House party

    House party

    🎶Maybe I, maybe I, maybe I'm the problem...🎶

    House party
    c.ai

    Your older brother Ryan was always the golden boy. With his charm, good looks, and effortless ability to draw people in, he was the center of every room he walked into. Parties? His specialty. Friends? Endless. And then there was you, the kid in the shadow of his spotlight. You weren’t unpopular because you lacked appeal. You were just too different. Smart in a way that intimidated people, dressing in sharp button-ups and perfectly adjusted glasses, you didn’t fit into the easy laughter of Ryan’s crowd. Instead, you found solace in books, coding, and late nights watching obscure documentaries that no one else cared about.

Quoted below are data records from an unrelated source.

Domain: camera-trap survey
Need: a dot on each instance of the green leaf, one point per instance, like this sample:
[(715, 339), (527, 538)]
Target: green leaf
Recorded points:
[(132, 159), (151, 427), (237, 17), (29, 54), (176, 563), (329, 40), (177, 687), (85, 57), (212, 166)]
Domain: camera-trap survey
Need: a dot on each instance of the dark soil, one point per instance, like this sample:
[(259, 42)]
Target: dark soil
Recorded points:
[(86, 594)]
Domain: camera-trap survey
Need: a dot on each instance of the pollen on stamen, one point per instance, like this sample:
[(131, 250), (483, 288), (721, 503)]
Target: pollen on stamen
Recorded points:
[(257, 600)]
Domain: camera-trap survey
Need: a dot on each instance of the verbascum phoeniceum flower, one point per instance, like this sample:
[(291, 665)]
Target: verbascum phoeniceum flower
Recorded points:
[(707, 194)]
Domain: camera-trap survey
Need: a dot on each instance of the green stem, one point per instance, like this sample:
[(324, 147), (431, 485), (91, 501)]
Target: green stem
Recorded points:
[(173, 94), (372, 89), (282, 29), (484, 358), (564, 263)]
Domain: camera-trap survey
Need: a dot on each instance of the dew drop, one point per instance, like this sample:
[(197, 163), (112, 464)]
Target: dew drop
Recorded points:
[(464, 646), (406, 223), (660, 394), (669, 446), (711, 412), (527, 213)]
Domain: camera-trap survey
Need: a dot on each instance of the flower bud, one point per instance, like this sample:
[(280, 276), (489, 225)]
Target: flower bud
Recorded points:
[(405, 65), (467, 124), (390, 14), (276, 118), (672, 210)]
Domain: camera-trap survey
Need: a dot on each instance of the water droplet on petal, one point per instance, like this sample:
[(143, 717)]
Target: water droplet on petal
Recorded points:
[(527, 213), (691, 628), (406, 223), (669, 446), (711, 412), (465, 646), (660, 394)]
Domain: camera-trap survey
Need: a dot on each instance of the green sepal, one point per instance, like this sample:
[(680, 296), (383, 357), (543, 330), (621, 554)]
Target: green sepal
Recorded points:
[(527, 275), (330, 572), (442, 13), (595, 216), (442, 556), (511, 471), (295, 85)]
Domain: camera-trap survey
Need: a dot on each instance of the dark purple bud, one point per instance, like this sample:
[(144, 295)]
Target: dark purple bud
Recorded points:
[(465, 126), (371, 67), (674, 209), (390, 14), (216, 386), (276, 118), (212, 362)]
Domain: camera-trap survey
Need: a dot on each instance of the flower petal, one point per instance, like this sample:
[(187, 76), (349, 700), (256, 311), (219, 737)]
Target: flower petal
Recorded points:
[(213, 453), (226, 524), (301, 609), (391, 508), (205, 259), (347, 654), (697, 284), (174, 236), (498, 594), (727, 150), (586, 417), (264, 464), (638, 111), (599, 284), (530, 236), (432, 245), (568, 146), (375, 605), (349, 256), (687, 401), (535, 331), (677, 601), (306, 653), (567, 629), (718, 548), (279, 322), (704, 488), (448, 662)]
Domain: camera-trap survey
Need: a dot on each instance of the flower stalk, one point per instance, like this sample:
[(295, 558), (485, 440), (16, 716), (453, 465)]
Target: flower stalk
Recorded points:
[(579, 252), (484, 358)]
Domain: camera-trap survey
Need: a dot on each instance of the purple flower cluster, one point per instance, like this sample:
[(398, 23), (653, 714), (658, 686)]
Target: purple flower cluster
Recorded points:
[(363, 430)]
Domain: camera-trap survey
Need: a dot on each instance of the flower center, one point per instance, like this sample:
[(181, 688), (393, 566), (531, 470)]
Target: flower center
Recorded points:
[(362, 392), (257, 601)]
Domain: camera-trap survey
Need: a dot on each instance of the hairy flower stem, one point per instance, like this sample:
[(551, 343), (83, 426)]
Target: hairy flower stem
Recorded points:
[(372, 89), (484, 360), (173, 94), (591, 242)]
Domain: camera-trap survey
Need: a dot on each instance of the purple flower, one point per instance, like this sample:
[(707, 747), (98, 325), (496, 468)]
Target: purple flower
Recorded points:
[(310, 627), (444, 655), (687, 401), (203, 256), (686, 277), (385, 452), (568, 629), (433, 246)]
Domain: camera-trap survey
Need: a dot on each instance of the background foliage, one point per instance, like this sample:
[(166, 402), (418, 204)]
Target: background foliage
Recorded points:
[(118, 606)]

    Ryan’s popularity was your opposite reality. The very things that made him adored were the things that made you a target. His friends, some of whom barely knew your name, found joy in teasing you. Lexi, the “pick-me” girl who thrived on boys’ attention, was relentless. She’d scoff at your every move, calling you “Teacher’s Pet” in front of Ryan’s friends while laughing too hard at her own joke. Then there was Claire, the self-proclaimed feminist who used her label like a weapon, scoffing at every word you said, convinced that your silence meant you were the problem.

    But the worst was that Ryan never stopped them. Not once.

    When your parents announced their overnight trip, Ryan immediately made plans for a party. The house is filled with laughter, music, and strangers. You sat in your room with the door closed, drowning in the muffled bass pounding through the walls. Your laptop screen glowed as you opened Survivor, not because you cared about the show but because the betrayal onscreen somehow felt safer than the real-life ones.

    The party was loud enough to shake the house, but you couldn’t drown out your thoughts. You didn’t hate Ryan. You couldn’t. But you hated how easy it was for him to be blind to the damage his crowd caused.